Kaiserslautern crashes blamed on snow, slippery roads
Stars and Stripes March 7, 2006
RAMSTEIN AIR BASE, Germany — Heavy snow and slippery roads over the weekend caused hundreds of traffic accidents in the Rhineland-Palatinate area of Germany, injuring at least 18 people, German police reported.
There were 323 traffic accidents just in the Kaiserslautern and Ludwigshafen areas, according to police reports. The accidents resulted in more than $1 million in damage.
In the Kaiserslautern area, home to a U.S. military population of about 55,000 Americans, there were 93 accidents between Friday and Sunday causing about $275,000 in damage, according to Christiane Lautenschlager, a spokeswoman for the Westpfalz police headquarters.
In less than four hours, there were 26 accidents in the city and surrounding area, she added. The 569th U.S. Forces Police Squadron, which patrols U.S. military bases in the Kaiserslautern area, reported 13 accidents Thursday and Friday, said Erin Zagursky, a spokeswoman at Ramstein Air Base.

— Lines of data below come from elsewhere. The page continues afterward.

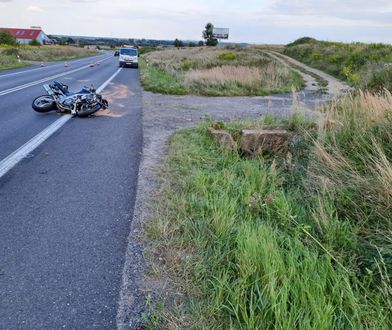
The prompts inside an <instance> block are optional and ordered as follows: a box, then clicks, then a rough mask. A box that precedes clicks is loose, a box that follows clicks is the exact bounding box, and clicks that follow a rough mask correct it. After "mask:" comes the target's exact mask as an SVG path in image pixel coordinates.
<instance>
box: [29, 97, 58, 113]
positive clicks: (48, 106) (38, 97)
mask: <svg viewBox="0 0 392 330" xmlns="http://www.w3.org/2000/svg"><path fill="white" fill-rule="evenodd" d="M31 106H32V107H33V109H34V110H35V111H37V112H49V111H52V110H55V109H56V102H55V101H54V99H53V97H51V96H50V95H41V96H38V97H36V98H35V99H34V101H33V103H32V104H31Z"/></svg>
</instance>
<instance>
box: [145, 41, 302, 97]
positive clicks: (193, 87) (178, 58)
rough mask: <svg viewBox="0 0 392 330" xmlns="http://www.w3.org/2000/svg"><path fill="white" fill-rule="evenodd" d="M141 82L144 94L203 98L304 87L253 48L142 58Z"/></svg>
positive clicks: (157, 55)
mask: <svg viewBox="0 0 392 330" xmlns="http://www.w3.org/2000/svg"><path fill="white" fill-rule="evenodd" d="M143 58H144V60H145V61H146V64H147V62H148V65H145V64H142V65H141V81H142V85H143V86H144V88H145V89H146V90H148V91H152V92H155V93H162V94H174V95H183V94H195V95H204V96H265V95H270V94H275V93H288V92H291V91H292V87H294V88H295V89H296V90H300V89H302V88H303V87H304V81H303V79H302V77H301V76H300V75H299V74H298V73H297V72H294V71H293V70H290V69H289V68H286V67H284V66H283V65H282V64H280V63H278V62H277V61H275V60H273V59H271V58H269V57H268V56H265V55H264V54H263V52H262V51H261V50H259V49H256V48H249V49H236V50H231V51H230V52H225V49H217V48H206V47H198V48H189V49H166V50H161V51H159V52H149V53H148V54H145V55H144V56H143ZM142 63H145V62H143V61H142Z"/></svg>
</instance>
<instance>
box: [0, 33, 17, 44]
mask: <svg viewBox="0 0 392 330" xmlns="http://www.w3.org/2000/svg"><path fill="white" fill-rule="evenodd" d="M1 44H3V45H11V46H16V39H15V38H14V37H13V36H12V34H11V33H9V32H8V31H6V30H2V31H0V45H1Z"/></svg>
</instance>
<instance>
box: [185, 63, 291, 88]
mask: <svg viewBox="0 0 392 330" xmlns="http://www.w3.org/2000/svg"><path fill="white" fill-rule="evenodd" d="M288 74H289V70H288V69H287V68H285V67H277V66H276V65H274V64H273V63H269V64H268V65H266V66H264V67H260V68H259V67H254V68H251V67H246V66H233V65H223V66H220V67H214V68H211V69H204V70H200V69H198V70H189V71H187V72H186V73H185V75H184V81H185V83H186V84H187V85H191V84H200V85H206V86H208V85H220V86H225V85H227V84H230V83H235V84H238V85H241V86H248V87H249V88H255V89H256V88H258V87H259V86H260V85H264V86H265V87H266V88H268V89H274V88H278V87H279V85H280V84H281V79H282V77H283V76H287V75H288Z"/></svg>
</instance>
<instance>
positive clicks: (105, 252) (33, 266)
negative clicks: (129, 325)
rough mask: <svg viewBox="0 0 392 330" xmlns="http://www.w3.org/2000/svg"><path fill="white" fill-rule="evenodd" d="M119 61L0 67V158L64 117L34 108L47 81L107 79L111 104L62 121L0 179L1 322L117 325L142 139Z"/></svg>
mask: <svg viewBox="0 0 392 330" xmlns="http://www.w3.org/2000/svg"><path fill="white" fill-rule="evenodd" d="M97 61H100V65H96V66H94V67H90V63H91V62H97ZM117 61H118V59H117V58H114V57H113V55H112V54H103V55H100V56H98V57H94V58H87V59H82V60H78V61H73V62H69V67H68V68H65V67H64V62H61V63H54V64H50V65H48V66H45V67H43V68H39V67H33V68H27V69H26V68H22V69H18V70H11V71H2V72H0V164H1V161H2V160H4V159H6V158H7V157H9V155H12V153H13V152H15V151H16V150H17V149H18V148H20V147H21V146H23V145H25V144H26V143H27V142H28V141H30V140H31V139H33V138H34V137H35V136H37V134H39V133H40V132H42V131H43V130H44V129H46V128H47V127H48V126H49V125H51V124H53V123H54V122H56V121H57V120H58V119H59V118H62V117H61V116H60V115H58V114H56V113H55V112H51V113H48V114H38V113H36V112H34V111H33V110H32V108H31V102H32V100H33V98H34V97H36V96H38V95H42V94H44V90H43V89H42V84H43V83H44V81H45V80H47V79H48V81H51V80H53V79H54V77H57V78H56V79H57V80H59V81H62V82H64V83H66V84H67V85H69V87H70V89H71V90H77V89H79V88H80V87H81V86H82V85H87V86H89V85H90V84H93V85H94V86H95V87H99V86H101V85H102V84H104V83H105V82H106V83H108V85H107V86H106V88H105V89H104V90H103V92H102V94H104V97H106V98H108V99H109V104H110V108H109V110H110V111H103V112H100V113H98V115H97V116H95V117H91V118H85V119H84V118H71V119H69V120H68V121H67V122H66V123H65V124H64V125H63V126H62V127H61V128H60V129H58V130H57V131H56V132H54V133H53V135H51V136H50V137H49V138H48V139H47V140H46V141H44V142H43V143H42V144H41V145H40V146H39V147H38V148H36V149H34V150H33V151H31V152H30V153H29V154H27V155H26V156H25V158H24V159H22V160H21V161H20V162H19V163H18V164H17V165H16V166H14V167H13V168H12V169H11V170H9V171H8V172H7V173H5V174H4V175H2V176H1V177H0V328H1V329H58V328H66V329H68V328H69V329H90V328H99V329H112V328H115V327H116V312H117V307H118V306H117V303H118V298H119V290H120V287H121V277H122V270H123V263H124V260H123V259H124V255H125V250H126V245H127V236H128V234H129V225H130V219H131V216H132V212H133V201H134V198H135V191H136V185H137V173H138V167H139V160H140V153H141V146H142V105H141V88H140V85H139V77H138V70H135V69H126V68H124V69H121V70H119V68H118V62H117ZM116 73H117V74H116ZM115 74H116V75H115ZM110 78H112V80H111V81H110V82H109V81H108V79H110ZM0 166H1V165H0Z"/></svg>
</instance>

Tech. Sgt. Ryan Wilt, a pavements and heavy equipment craftsman at the base, said 40 airmen worked 12-hour shifts to clear base streets and plow the runway to keep air traffic coming and going. He estimated that crews had spread 60 tons of salt on base roads.
“We pretty much had every piece of equipment out to get the runway done,” he said.
Crews continued pushing, plowing and blowing snow on the runway to remove all of the snow from the ramps. Industrial blowers filled dump trucks with snow to be taken away from the runway, ramps and taxiways. Wilt said it should take about two days to completely remove the snow.
More than 10 inches of snow fell in the Kaiserslautern area. Much of it fell in a few hours on Friday afternoon, forcing many commands to send some people home from work early and shutting down many base services.
However, even at the peak of the snowstorm, planes continued to fly in and out of Ramstein Air Base. They suspended operations for only one hour on Friday, so crews could get out and clear the runway.